= Alexander Winn =

American writer and producer

Alexander Winn (born September 24, 1986) is an American writer, producer, and director of mobile games, live-action and machinima films. Winn is best known as one of the two founding members of Edgeworks Entertainment, and as the creator of TerraGenesis, one of the top ten science fiction games for mobile in 2020, according to App Annie mobile data and analytics. He is also known as the writer, director, co-producer and composer of the award-winning Halo machinima series The Codex Series, which consists of The Codex, released in 2005, and its prequel, The Heretic, released in 2007. He was a Presidential Scholar at the University of Southern California School of Cinematic Arts, majoring in film and minoring in Classics, and is listed as one of the film school's Notable Alumni.

== Background ==
Winn gained recognition as a young filmmaker while still a senior in high school when two of his student films, Baggage Claim and Jack O'Neill - Private Detective, won a total of 14 film festival awards including a CINE Golden Eagle Award for Jack O'Neill - Private Detective, making him the only high school student in the world to be awarded the CINE Golden Eagle for an individually produced project that year.

==Machinima==
In late 2004, Winn, along with Ryan Luther, co-founded Edgeworks Entertainment to produce a new Halo 2 machinima series called The Codex. Episode 1 of this series was released on February 9, 2005, a date previously rumored to be the release date of an unknown Bungie project. Winn acted as writer, director, editor and composer, and reprised these roles during production of the prequel series, The Heretic.

Winn and his machinima series have been featured in national and international media including the biography segment "Machinima Master" on mtvU, the front covers of the Dallas Observer and Houston Press, and a full chapter in Halo Effect, a published collection of essays and articles about the impact of the Halo video game series on popular culture. Most recently, he was interviewed as an expert on machinima in a piece for Marketplace on National Public Radio in April 2008.

== TerraGenesis ==
On July 6, 2016, Winn released his 25th app, TerraGenesis, on the iOS App store. Based on real science and data from NASA, the game lets players terraform planets across the Solar System, far-flung systems like TRAPPIST-1, and even journey through time to explore various stages of the Earth's history. As players terraform, they cultivate entire civilizations through emergent gameplay, tackling societal, economical, ecologic, cultural, and political evolution and issues as they work to create habitable worlds for people to live on. Winn always thought someone should make a game based on terraforming and had only spent a month building the game upon the initial release. At the same time, the public's interest in space entertainment was increasing due to the release of Ridley Scott's The Martian starring Matt Damon. Winn was able to create what he calls a "little version" of TerraGenesis in time for the film's opening.

Winn quickly moved on to creating his next app and did not originally think much of TerraGenesis release. When the app started to pick up, Winn and his wife were actually living in New Zealand at the time and were road tripping around for seven months. Winn says, "She was driving and I was on my little MacBook Air in the passenger seat doing bug fixes, pushing out updates on hotel Wi-Fi and stuff.”
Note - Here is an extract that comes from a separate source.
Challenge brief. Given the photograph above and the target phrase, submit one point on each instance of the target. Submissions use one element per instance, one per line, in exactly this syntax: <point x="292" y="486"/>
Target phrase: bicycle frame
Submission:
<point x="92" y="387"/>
In June 2017, TerraGenesis took the top prize at the Very Big Indie Pitch at Pocket Gamer Connects San Francisco.

On October 4, 2017, Edgeworks signed with publishing company Tilting Point for TerraGenesis, which market and distribute the title on iOS and Android. On April 4, 2018 Edgeworks Entertainment and publisher Tilting Point announced launching TerraGenesis on the Google Play store, making it available for Android users.

In May 2019, the 5.0 version update of TerraGenesis was launched, adding a whole host of new features to the game, as well as a completely revamped graphical engine. Two months later on July 20 a "flat planet mode" was added to the game as well as Moon landing inspired events in the game to celebrate the 50th anniversary of the Moon Landing.

On July 31, 2019, Edgeworks and Tilting Point announced their plans to release TerraGenesis to the Microsoft Store in the fall. To showcase the upcoming Microsoft Store launch, Tilting Point and Edgeworks partnered with filmmaker and composer John D. Boswell on a cinematic video for TerraGenesis, showcasing the possibilities of space exploration, depicting a sense of wonder and curiosity. TerraGenesis currently has over 22 million downloads and is available in 12 different languages.

A city-builder styled game titled TerraGenesis: Landfall released on digital storefronts in 2022.

== Personal life ==
On April 9, 2016, Alexander Winn married Edgeworks cofounder Lacey Hannan.